Here’s a quick and dirty executive summary of the project’s highlights in advance of its Tuesday debut.
SPEED
Chrome is based on the open-source rendering engine WebKit–the same engine used by Apple’s Safari browser and Google’s own Android mobile platform. WebKit is known for its speed, responsiveness and smart memory management. And Chrome will undoubtedtly use it to render the full-blown applications we so often encounter on the Web these days with ease. Adding a bit more speed to the browsing experience is a JavaScript Virtual Machine called V8, which specifically accelerates JavaScript’s in-browser performance.
STABILITY
Chrome is also multi-threaded, meaning it can perform multiple processes at the same time. Each application is given its own memory and its own copy of global data structures, just as it would be in a typical operating system. Applications will launch in their own windows. And if one should hang or crash it won’t affect the others, or crash the whole browser because it’s essentially been partitioned off in its own sandbox.
USER EXPERIENCE
Chrome features a tab-based design where the tabs appear above the browser’s URL window and control buttons. Each tab has its own controls and address bar called “Omnibox” with auto-completion features as well as previous and suggested search functions. New tabs will open with a display of a user’s nine most-visited pages.
PRIVACY/SECURITY
On the privacy and security front, Chrome offers an “Incognito” window, which logs no browsing information whatsoever. Beyond that, it allows only pop-up windows that are user-initiated. And it maintains a continually updated list of harmful sites and warns users if they should try to browser them.
STANDARDS
Finally, Chrome will include Google’s open-source local runtime Gears and be released as an Open Source project.

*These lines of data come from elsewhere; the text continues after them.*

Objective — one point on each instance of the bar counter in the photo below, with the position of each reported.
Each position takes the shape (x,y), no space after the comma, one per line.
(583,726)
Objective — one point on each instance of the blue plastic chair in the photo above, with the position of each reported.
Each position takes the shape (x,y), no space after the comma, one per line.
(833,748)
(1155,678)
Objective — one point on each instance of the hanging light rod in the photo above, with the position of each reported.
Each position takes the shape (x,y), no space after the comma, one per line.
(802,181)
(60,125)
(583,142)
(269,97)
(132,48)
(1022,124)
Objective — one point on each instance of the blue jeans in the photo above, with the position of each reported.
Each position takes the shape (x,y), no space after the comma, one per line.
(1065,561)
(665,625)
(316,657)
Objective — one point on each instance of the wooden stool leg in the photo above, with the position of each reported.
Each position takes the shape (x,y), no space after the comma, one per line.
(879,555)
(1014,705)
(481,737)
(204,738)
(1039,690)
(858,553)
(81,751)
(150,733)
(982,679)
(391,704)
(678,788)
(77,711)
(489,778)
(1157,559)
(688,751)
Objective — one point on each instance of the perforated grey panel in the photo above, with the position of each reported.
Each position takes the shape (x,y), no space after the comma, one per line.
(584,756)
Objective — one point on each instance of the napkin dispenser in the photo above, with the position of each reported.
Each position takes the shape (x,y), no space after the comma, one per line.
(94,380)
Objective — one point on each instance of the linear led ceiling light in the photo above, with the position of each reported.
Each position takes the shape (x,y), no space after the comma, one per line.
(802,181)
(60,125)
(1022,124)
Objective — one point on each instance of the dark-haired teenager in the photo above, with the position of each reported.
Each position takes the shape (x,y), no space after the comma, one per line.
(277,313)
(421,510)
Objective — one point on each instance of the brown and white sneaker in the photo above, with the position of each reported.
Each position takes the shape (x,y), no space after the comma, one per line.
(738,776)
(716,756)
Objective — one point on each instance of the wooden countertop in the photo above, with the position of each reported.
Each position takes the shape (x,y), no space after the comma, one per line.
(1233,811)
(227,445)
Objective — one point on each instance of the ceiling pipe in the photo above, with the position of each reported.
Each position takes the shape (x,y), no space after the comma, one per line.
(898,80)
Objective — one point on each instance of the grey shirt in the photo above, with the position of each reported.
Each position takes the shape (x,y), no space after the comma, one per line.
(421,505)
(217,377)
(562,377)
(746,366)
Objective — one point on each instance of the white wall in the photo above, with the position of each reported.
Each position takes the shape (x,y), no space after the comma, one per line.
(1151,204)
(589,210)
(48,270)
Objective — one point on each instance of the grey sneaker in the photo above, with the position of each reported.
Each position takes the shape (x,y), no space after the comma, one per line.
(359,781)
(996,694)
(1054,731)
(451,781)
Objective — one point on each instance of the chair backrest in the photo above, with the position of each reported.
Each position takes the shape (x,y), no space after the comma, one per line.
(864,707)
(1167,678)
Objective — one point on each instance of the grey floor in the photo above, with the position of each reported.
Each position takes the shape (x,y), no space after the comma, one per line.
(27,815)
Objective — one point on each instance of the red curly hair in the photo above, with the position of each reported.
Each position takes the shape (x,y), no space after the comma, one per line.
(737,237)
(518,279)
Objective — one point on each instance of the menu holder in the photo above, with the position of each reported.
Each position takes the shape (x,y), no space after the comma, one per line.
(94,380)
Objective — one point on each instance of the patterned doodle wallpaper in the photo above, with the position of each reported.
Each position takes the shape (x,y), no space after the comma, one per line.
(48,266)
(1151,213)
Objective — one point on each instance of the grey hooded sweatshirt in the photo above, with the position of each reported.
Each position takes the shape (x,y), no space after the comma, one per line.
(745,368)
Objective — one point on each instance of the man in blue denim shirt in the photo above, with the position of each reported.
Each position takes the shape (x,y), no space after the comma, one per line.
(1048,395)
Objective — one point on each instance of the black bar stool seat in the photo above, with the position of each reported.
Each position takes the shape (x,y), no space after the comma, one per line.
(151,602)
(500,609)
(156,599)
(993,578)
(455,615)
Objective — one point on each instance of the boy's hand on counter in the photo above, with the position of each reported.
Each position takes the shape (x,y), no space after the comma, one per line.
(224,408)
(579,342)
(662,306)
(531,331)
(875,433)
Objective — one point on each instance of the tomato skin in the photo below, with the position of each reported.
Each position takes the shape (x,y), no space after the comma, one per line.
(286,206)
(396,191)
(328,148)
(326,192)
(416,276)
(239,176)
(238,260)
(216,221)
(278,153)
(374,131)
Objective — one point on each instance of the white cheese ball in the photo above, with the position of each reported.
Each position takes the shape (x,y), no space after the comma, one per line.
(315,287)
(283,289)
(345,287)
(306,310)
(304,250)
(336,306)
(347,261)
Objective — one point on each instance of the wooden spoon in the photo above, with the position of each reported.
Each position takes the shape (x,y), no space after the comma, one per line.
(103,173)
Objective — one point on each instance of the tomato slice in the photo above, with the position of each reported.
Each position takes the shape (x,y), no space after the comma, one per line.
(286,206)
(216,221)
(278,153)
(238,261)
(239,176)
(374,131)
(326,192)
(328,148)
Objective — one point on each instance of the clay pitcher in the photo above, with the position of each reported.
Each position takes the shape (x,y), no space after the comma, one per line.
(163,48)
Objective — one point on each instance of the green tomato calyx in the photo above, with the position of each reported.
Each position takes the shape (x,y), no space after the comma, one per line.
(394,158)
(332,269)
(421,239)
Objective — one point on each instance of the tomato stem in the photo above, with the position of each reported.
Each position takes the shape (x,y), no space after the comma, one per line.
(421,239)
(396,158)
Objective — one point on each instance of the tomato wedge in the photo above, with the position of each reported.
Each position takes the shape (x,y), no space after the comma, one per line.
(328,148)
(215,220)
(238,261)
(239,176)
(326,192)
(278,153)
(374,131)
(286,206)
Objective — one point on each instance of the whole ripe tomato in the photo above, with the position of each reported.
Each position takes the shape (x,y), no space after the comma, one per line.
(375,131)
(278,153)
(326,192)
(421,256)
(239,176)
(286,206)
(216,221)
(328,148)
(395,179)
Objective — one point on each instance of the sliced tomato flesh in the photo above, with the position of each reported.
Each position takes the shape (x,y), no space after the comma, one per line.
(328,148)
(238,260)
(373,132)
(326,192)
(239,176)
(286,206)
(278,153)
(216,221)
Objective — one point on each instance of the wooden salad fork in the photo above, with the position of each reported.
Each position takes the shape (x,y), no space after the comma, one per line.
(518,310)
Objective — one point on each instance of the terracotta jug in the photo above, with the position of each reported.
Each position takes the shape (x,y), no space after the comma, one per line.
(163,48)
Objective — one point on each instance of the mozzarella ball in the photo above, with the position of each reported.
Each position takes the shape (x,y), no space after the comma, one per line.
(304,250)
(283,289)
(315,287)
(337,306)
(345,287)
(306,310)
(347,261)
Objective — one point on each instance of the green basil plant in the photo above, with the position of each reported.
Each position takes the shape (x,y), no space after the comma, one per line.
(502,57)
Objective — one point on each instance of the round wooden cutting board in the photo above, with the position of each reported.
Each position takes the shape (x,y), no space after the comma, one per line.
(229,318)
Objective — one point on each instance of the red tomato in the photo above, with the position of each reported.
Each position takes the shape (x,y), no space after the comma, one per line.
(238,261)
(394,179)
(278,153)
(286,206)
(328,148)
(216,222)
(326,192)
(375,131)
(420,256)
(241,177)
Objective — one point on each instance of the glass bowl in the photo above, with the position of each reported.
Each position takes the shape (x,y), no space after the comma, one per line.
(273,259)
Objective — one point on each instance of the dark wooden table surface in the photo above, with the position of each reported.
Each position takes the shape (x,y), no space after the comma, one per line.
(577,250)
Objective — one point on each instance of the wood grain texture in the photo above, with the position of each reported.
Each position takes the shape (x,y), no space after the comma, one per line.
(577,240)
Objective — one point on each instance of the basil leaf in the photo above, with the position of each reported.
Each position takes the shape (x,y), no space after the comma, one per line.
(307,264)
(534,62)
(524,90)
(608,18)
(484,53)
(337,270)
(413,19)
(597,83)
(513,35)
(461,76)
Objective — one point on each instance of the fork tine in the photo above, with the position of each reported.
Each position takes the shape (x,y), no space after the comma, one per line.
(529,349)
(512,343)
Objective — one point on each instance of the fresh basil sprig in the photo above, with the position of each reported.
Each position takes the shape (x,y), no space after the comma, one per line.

THAT’S NO MOON BROWSER. IT’S AN SPACE STATION OS…
It is an effort that seems to be striving for quite a bit more than Microsoft’s Internet Explorer 8 and Mozilla’s Firefox 3. In fact, with its view of the Web as a Web of applications and its multi-process/multi-application design, Chrome almost seems more an operating system than a browser, doesn’t it? Funny, isn’t it. Google’s long been rumored to have been developing a browser and an OS. Who would have thought they’d be the same thing.